Book review: Seesaw by Deborah Moggach
Deborah Moggach is one of those authors I’ve seen recommended in many places over the last 20+ years. A few of her novels have been made into films (including These Foolish Things, which became The Best Exotic Marigold Hotel) and she has written several screenplays as well. So when a family member was having a book clearout and offered me her novel Seesaw I jumped at it. I will not be jumping at her books in future.
It’s not that it’s a bad book. It’s easy to read, with complex characters and I was entertained. But it’s also fairly predictable, despite a structure that feels intended to surprise or even wrongfoot readers. And its commentary on class and money feels simplistic – very much the perspective of an upper middle class writer.
The story centres on the Price family – suburban middle-class folk with everyday, petty squabbles. They’re members of the rotary club. The younger children go to private school. They bought their oldest child a flat when he went to university and have promised him some very expensive film-editing equipment to kickstart his career. Both parents run their own businesses. They’re ordinary; dull, even.

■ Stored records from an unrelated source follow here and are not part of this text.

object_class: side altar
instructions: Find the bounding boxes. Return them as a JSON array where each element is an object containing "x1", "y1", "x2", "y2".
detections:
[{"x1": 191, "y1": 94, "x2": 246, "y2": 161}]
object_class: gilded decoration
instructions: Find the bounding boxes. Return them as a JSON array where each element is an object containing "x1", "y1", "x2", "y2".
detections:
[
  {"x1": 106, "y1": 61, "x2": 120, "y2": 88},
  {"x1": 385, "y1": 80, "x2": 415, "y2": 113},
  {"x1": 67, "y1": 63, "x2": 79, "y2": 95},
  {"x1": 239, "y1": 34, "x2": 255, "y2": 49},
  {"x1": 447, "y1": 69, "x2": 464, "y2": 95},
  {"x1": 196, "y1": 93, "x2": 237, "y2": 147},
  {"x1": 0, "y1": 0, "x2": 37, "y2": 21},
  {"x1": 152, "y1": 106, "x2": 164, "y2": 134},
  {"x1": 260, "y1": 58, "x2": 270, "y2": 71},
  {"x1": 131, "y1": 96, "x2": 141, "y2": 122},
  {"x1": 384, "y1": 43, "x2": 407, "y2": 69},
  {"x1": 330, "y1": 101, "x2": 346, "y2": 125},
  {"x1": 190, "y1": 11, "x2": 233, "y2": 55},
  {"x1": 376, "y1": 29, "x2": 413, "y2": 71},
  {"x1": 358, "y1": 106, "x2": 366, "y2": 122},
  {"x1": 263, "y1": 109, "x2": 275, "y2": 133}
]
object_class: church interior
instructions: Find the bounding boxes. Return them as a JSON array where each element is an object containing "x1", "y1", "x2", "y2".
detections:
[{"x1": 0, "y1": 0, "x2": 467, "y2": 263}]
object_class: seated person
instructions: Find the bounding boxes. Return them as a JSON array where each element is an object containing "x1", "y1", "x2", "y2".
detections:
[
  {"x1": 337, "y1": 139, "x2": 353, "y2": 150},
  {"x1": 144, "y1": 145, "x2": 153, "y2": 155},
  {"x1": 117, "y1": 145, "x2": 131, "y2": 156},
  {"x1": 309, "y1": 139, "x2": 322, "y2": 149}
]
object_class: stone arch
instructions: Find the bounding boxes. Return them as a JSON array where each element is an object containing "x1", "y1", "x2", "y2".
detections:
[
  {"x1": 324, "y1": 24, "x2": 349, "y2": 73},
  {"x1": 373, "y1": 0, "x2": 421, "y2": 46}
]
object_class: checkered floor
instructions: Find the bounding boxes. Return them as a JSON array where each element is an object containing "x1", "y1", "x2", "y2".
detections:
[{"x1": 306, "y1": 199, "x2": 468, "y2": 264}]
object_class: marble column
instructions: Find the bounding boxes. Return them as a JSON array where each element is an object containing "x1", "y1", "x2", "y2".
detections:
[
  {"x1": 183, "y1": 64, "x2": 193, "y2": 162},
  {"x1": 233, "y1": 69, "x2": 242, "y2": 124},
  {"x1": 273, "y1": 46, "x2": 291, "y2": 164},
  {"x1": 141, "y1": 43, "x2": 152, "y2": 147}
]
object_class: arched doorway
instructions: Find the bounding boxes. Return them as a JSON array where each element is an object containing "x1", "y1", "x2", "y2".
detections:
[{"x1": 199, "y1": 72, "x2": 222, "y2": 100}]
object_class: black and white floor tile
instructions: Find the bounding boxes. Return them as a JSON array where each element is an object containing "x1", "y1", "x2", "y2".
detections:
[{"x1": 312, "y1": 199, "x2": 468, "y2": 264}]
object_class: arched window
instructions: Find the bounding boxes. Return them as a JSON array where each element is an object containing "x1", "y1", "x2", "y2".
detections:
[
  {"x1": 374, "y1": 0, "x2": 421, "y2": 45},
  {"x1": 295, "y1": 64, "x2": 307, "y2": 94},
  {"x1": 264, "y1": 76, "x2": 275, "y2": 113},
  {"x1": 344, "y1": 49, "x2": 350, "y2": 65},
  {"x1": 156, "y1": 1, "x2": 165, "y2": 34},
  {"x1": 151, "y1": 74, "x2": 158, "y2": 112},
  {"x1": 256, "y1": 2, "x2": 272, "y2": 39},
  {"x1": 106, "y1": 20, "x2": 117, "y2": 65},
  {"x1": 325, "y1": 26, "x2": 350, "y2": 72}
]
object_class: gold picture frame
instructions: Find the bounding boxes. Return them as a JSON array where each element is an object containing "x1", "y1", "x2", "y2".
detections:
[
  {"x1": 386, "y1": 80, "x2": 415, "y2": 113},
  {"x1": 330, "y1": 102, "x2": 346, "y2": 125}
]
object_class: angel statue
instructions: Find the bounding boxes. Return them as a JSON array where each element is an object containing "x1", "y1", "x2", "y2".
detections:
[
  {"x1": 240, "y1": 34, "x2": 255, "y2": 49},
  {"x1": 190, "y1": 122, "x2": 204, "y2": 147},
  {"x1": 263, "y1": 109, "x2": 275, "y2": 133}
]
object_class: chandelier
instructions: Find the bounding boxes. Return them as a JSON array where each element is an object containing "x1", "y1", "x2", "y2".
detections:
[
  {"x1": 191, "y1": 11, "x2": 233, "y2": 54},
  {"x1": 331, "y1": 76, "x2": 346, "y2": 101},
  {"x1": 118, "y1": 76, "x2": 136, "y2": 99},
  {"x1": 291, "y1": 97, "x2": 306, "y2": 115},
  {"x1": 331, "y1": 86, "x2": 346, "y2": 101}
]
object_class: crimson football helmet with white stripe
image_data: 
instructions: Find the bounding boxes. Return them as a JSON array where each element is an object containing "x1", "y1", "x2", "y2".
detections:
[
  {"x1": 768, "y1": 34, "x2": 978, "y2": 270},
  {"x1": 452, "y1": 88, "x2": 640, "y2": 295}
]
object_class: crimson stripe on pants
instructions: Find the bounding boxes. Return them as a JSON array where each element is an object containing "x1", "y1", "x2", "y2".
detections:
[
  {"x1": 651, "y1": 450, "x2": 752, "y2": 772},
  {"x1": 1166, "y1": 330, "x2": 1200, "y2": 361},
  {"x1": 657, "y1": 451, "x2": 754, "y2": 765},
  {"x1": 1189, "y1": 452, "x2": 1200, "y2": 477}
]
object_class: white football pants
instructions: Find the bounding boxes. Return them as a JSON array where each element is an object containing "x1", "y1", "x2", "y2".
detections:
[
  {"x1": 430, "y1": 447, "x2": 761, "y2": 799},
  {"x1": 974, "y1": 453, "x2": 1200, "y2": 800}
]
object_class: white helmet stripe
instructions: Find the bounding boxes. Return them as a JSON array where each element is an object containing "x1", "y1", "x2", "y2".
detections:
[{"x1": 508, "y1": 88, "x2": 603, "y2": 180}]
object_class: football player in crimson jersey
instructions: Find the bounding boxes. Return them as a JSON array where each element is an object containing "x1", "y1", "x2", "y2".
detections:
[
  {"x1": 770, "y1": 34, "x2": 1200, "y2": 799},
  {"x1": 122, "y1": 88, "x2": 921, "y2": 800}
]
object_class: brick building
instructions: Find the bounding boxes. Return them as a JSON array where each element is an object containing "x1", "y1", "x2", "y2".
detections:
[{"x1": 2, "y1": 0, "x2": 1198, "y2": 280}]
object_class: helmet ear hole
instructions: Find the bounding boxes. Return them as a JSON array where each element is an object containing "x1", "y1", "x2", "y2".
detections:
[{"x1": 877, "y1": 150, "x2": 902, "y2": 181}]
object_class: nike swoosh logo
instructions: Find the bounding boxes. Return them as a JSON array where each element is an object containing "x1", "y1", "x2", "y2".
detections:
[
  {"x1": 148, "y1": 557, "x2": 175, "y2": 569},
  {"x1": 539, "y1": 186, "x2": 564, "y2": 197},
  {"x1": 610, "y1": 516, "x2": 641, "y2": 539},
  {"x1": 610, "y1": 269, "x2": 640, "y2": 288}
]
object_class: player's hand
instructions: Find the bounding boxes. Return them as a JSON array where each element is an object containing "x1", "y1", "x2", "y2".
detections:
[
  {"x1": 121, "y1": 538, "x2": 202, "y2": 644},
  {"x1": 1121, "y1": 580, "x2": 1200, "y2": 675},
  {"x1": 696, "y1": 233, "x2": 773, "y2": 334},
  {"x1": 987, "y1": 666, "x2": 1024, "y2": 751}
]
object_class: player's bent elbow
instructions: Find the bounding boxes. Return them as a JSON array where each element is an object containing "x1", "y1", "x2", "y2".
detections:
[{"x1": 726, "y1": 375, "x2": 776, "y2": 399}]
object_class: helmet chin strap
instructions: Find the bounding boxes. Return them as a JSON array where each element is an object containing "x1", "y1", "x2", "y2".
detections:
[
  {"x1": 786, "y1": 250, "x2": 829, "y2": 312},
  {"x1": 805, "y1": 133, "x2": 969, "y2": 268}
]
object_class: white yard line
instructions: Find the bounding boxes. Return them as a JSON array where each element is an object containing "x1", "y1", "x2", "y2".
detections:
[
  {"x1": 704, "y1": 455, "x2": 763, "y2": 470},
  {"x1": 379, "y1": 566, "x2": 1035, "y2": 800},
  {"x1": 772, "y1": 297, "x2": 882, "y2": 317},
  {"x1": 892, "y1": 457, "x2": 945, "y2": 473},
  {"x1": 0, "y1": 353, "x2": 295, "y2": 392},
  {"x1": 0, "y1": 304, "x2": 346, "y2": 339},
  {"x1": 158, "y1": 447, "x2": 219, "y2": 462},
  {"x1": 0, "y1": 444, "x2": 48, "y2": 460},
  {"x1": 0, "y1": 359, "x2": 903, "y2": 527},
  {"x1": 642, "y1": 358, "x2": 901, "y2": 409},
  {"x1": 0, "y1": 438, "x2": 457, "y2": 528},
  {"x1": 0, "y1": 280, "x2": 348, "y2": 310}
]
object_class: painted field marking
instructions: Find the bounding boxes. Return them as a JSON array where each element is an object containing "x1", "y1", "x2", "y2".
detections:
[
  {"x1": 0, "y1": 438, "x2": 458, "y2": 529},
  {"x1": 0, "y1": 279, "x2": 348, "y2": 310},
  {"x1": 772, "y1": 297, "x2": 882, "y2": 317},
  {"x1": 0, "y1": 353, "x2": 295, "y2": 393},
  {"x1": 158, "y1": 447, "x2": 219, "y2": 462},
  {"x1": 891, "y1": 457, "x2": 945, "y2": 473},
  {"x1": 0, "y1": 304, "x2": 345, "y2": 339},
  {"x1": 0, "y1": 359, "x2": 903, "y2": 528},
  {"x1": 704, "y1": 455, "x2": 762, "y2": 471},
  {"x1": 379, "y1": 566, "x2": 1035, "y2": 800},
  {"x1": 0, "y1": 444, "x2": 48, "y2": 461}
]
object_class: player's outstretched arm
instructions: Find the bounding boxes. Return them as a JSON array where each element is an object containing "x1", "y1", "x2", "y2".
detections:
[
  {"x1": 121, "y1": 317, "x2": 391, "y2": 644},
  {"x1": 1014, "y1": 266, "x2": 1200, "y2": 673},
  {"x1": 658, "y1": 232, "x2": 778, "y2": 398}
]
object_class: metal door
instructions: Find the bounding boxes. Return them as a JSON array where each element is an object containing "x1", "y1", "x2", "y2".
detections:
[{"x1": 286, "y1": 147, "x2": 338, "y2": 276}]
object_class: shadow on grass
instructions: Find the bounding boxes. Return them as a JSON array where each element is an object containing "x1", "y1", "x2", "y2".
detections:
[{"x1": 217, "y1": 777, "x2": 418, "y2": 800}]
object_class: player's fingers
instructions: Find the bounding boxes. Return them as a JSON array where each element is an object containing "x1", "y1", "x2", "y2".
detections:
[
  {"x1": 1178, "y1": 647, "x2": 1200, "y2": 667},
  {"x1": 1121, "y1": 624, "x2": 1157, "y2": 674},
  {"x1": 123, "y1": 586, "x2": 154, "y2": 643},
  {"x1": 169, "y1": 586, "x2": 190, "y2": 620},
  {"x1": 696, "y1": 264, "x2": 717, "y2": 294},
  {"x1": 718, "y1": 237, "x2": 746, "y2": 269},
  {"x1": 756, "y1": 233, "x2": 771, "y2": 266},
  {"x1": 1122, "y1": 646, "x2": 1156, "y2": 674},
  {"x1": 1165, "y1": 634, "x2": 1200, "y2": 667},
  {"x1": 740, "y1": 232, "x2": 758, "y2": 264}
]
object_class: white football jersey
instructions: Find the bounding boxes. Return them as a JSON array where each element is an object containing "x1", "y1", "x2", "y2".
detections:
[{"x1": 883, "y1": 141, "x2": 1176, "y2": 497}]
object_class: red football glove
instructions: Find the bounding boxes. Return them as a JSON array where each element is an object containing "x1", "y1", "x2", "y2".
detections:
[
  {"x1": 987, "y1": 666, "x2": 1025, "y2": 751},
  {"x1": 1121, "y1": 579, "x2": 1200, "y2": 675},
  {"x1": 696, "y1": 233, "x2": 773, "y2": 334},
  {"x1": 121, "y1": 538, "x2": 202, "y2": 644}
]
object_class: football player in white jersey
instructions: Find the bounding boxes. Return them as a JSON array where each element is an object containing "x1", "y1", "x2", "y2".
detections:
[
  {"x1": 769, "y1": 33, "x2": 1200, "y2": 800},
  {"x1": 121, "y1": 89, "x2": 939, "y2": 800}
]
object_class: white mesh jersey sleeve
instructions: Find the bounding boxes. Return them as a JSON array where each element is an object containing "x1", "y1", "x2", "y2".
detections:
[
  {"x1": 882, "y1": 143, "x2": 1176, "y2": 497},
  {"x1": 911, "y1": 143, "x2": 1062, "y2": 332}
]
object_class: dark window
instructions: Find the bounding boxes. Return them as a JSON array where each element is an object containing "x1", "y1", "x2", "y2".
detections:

Then their 17-year-old daughter Hannah goes missing. After a long, increasingly fraught day, the Prices receive a phone call claiming that Hannah has been kidnapped and demanding a very large ransom. They can afford it, but it’s going to clean them out of almost everything they have.
“Nobody spoke. Val’s heart thumped against her ribs. To phone the police made it official; it made it so concrete and terrifying that her throat closed up. The word police made real all the scenarios that up until now they could pretend they weren’t picturing. They would finally step over the border and leave normal families behind. Once he picked up the phone they would be caught up in the momentum of the official machinery and there would be no turning back.”
This is not a crime novel. It’s a family drama with a crime as the MacGuffin that sparks a change in circumstances. Which I guess is one reason why at this point the narrative switches back to Hannah and we meet her kidnappers. They’re a couple, Jon and Eva. Desperate for money, they hatched a plan that neither quite believed the other would go through with. Their gradually revealed backstory feels deliberately designed to make them sympathetic despite the fact they’re keeping a teenage girl bound and blindfolded in a shed.
Most of the novel takes place after Hannah returns home. It explores the fallout, not the crime itself. As the title implies, fortunes rise and fall. Both the Price parents and the kidnappers discover it’s not easy to remain a couple when your life changes beyond recognition.
I will admit, I struggled to care about the sacrifices the Price family are faced with to pay the ransom. I know they’re used to a certain life, and change is hard, but they come across as entitled assholes in the things they complain about. Which, in fairness, is probably realistic. If only the half of the novel about a working-class couple had been nearly as convincing.
I’m also unsure about the Jon and Eva dynamic, where she is painted as the money-grabbing mastermind, while he is just a nice guy who gets talked into doing everything Eva demands because he loves her.
I think maybe it all just felt a bit stale and of its time. Or perhaps I have just had enough of stories about entitled, rich people after 25 years of reading literary fiction.
Published 1996 by William Heinemann.